Le infiltrazioni mafiose negli Enti locali e il controllo della res pubblica

La piazza di Brescello, il paese di Peppone e Don Camillo

Il Consiglio dei Ministri, nella seduta di venerdì 16 marzo 2018, su proposta del Ministro dell’interno Marco Minniti, a norma dell’articolo 143 del Testo unico delle leggi sull’ordinamento degli enti locali (TUEL), ha deliberato lo scioglimento del Consiglio comunale di Mattinata (FG), nel quale sono state accertate forme di ingerenza da parte della criminalità organizzata, che esponevano l’amministrazione a pressanti condizionamenti, compromettendone l’imparzialità.

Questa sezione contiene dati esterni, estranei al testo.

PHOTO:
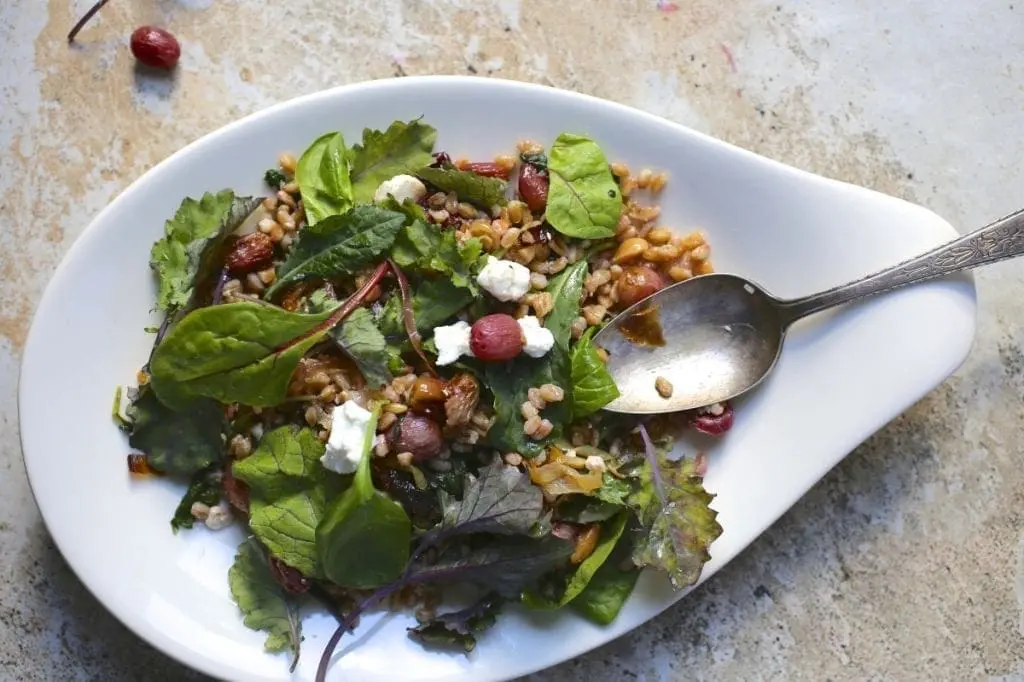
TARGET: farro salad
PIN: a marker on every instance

Questo, l’ennesimo provvedimento adottato dal nostro Governo per arginare il tentativo da parte delle consorterie mafiose di non permettere l’autodeterminazione delle amministrazioni comunali che è stato preceduto già da altri deliberati dall’inizio anno. Gli altri provvedimenti, hanno riguardato i comuni di Cirò Marina (Crotone), di San Gennaro Vesuviano (Napoli, già sciolto in passato in altre due occasioni), di Scilla (Reggio Calabria). Lo studio di tale fenomeno mi rimanda senza indugio alla considerazione dell’enormità dei flussi di danaro che le mafie sono capaci di generare e gestire, (le organizzazioni mafiose hanno fatturati di svariati miliardi l’anno) e che sempre di più sembrano essere investite in appalti pubblici banditi dalle amministrazioni pubbliche.

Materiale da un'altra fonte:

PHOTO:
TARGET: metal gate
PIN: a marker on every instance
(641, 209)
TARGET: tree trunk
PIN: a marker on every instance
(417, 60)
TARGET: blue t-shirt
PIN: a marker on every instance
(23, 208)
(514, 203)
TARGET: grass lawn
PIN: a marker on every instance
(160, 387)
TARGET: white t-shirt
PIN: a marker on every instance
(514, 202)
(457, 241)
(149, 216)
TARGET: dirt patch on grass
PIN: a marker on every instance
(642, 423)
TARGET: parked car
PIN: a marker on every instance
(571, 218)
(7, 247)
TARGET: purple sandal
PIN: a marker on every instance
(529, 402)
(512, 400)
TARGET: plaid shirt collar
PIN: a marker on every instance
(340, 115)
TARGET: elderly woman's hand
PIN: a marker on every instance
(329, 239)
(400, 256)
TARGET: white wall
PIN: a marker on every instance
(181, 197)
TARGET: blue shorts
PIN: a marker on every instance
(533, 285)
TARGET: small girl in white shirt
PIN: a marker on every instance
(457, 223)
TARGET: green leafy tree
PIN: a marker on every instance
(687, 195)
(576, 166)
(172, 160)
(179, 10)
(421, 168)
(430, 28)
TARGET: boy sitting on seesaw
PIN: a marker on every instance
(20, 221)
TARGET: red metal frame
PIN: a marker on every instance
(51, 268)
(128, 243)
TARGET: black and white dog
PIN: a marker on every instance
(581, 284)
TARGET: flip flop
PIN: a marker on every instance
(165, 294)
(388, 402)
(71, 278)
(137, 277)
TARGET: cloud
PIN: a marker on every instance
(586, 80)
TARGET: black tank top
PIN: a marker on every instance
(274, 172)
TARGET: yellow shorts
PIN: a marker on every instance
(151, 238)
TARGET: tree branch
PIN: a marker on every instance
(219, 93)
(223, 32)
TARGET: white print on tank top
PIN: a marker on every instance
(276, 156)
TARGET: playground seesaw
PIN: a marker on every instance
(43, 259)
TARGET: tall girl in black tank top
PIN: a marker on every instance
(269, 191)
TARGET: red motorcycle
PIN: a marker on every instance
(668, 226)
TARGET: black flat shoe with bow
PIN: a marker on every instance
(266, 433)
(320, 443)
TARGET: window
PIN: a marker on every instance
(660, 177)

Il loro obiettivo è il controllo del settore pubblico che può avvenire ora con un loro rappresentante politico dopo attraverso la corruzione di funzionari organici ai gangli dei colletti bianchi che non è sbagliato rinominare “colletti sporchi”. In Italia, tuttavia abbiamo una normativa che dal 1991 ha evitato in “maniera preventiva” che le mafie prendessero il completo dominio di numerose amministrazioni comunali sia del Sud che del nord del Paese.

Tale normativa a garanzia del corretto funzionamenti degli enti locali a fronte del pericolo delle infiltrazioni mafiose era già descritta dall’art. 15 bis della L. 19 marzo del 1990, n.55 (introdotto dall’art. 1 del D.L. 31 maggio 1991 n. 164 , convertito con L. 22 Luglio 191 n. 221, e poi modificato dall’art.1 della L. 11 gennaio 1994 n. 108) che prevedeva lo scioglimento dei consigli comunali e provinciali quando «[…] emergono elementi su collegamenti diretti o indiretti degli amministratori con la criminalità organizzata o su forme di condizionamento degli amministratori stessi, che compromettono la libera determinazione degli organi elettivi e il buon andamento delle amministrazioni comunali e provinciali, nonché il regolare funzionamento dei servizi alle stesse affidati ovvero che risultano tali da arrecare grave e perdurante pregiudizio per lo stato della sicurezza pubblica».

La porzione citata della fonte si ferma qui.